Mentre la tecnologia ci offre nuove possibilità di connessione oltre la morte, dobbiamo riflettere attentamente sulle implicazioni di questa immortalità digitale. I Deadbot ci costringono a riconsiderare i confini tra vita e morte, tra memoria e presenza, tra passato e futuro. In un mondo sempre più digitalizzato, forse il vero lusso sarà poter scegliere di essere dimenticati.

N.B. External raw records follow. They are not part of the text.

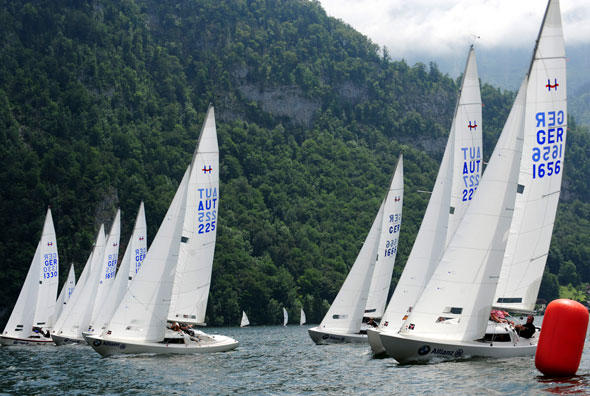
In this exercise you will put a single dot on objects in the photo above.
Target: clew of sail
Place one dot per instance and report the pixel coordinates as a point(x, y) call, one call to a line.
point(66, 292)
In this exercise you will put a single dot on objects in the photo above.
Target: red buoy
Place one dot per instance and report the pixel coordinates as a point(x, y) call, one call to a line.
point(562, 338)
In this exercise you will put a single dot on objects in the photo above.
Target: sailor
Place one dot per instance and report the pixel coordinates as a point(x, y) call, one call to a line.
point(526, 330)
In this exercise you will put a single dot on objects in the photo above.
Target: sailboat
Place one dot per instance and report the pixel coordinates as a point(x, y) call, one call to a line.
point(457, 180)
point(342, 323)
point(66, 292)
point(87, 301)
point(130, 265)
point(245, 322)
point(33, 313)
point(450, 318)
point(184, 244)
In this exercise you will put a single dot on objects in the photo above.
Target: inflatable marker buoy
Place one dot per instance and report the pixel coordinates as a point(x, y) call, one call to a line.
point(562, 338)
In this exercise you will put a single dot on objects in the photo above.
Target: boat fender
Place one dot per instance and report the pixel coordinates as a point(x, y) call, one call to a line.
point(562, 338)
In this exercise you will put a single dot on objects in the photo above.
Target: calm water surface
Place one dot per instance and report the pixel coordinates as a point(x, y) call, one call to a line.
point(270, 361)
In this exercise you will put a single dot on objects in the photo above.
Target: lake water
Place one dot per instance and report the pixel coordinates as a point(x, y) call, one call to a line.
point(270, 361)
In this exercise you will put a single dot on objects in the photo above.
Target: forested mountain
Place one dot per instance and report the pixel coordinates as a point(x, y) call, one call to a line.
point(101, 103)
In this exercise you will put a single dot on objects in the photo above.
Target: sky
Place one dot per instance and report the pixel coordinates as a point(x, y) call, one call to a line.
point(440, 28)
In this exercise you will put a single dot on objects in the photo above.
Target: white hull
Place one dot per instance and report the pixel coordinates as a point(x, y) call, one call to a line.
point(413, 349)
point(374, 338)
point(6, 341)
point(323, 337)
point(215, 343)
point(63, 340)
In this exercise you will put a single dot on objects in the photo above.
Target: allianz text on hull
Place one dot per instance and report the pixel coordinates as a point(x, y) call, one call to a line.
point(213, 343)
point(452, 313)
point(415, 349)
point(343, 321)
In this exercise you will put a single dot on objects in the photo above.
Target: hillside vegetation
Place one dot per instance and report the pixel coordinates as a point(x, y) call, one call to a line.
point(101, 103)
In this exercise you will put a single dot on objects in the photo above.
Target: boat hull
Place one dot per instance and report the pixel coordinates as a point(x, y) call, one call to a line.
point(373, 336)
point(415, 350)
point(64, 340)
point(7, 341)
point(109, 347)
point(324, 337)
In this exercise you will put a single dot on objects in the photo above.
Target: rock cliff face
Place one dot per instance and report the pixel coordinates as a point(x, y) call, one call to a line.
point(283, 101)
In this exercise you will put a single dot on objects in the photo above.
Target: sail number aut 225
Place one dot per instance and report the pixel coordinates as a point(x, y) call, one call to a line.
point(207, 210)
point(548, 149)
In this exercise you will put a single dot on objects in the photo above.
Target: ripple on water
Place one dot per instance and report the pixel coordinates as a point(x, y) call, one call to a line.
point(269, 361)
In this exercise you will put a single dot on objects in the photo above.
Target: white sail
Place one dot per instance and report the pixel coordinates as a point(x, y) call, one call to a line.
point(540, 172)
point(387, 247)
point(132, 260)
point(245, 322)
point(66, 292)
point(76, 316)
point(456, 302)
point(41, 282)
point(454, 188)
point(195, 261)
point(346, 312)
point(137, 245)
point(106, 277)
point(141, 315)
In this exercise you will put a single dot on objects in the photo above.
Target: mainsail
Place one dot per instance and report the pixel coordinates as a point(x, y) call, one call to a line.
point(539, 180)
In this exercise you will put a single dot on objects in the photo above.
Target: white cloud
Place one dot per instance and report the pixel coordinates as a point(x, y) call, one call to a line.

Fonte: Spectrum, Wired, Swiss Institute, The Guardian, MIT
/ Passato: Muri Filosofici
«Lasciateci spaziare»
- sui muri di Bologna
"Lasciateci spaziare" - una frase che risuona profondamente con il pensiero di Henri Lefebvre sulla produzione sociale dello spazio. Per Lefebvre, lo spazio non è semplicemente un contenitore vuoto o un dato geografico, ma una costruzione sociale complessa, prodotta e riprodotta attraverso le pratiche quotidiane, le relazioni di potere e le rappresentazioni culturali. In quest'ottica, "spaziare" assume un significato che va ben oltre il semplice movimento fisico: diventa un atto di appropriazione e trasformazione dello spazio sociale. Allo stesso tempo, questa richiesta evoca il concetto foucaultiano di "eterotopia". Michel Foucault ci parla di questi "altri spazi", luoghi reali che funzionano come contro-siti, utopie effettivamente realizzate in cui tutti gli altri luoghi reali che si trovano all'interno della cultura vengono simultaneamente rappresentati, contestati e rovesciati. "Lasciateci spaziare" potrebbe quindi essere interpretato come un appello alla creazione e all'esplorazione di questi spazi alternativi, luoghi di resistenza e di reinvenzione delle norme sociali dominanti.
In un'epoca caratterizzata da crescenti restrizioni alla mobilità, sia fisica che sociale, e da una sempre maggiore sorveglianza e regolamentazione degli spazi pubblici, questa frase ci ricorda dunque che lo spazio non è neutro, ma un campo di battaglia politico e esistenziale. Come sottolineava Doreen Massey, lo spazio è sempre in divenire, sempre aperto e contestato. Tuttavia, questo desiderio di "spaziare" porta con sé una responsabilità. Come avrebbe sottolineato Edward Soja infatti, la giustizia spaziale è inseparabile dalla giustizia sociale. Spaziare non significa semplicemente muoversi liberamente, ma partecipare attivamente alla produzione di spazi più equi e inclusivi. In questo senso, "Lasciateci spaziare" diventa non solo una richiesta di libertà individuale, ma un appello a una pratica collettiva di reinvenzione dello spazio sociale, un invito a immaginare e creare nuovi modi di essere-nel-mondo e di essere-con-gli-altri.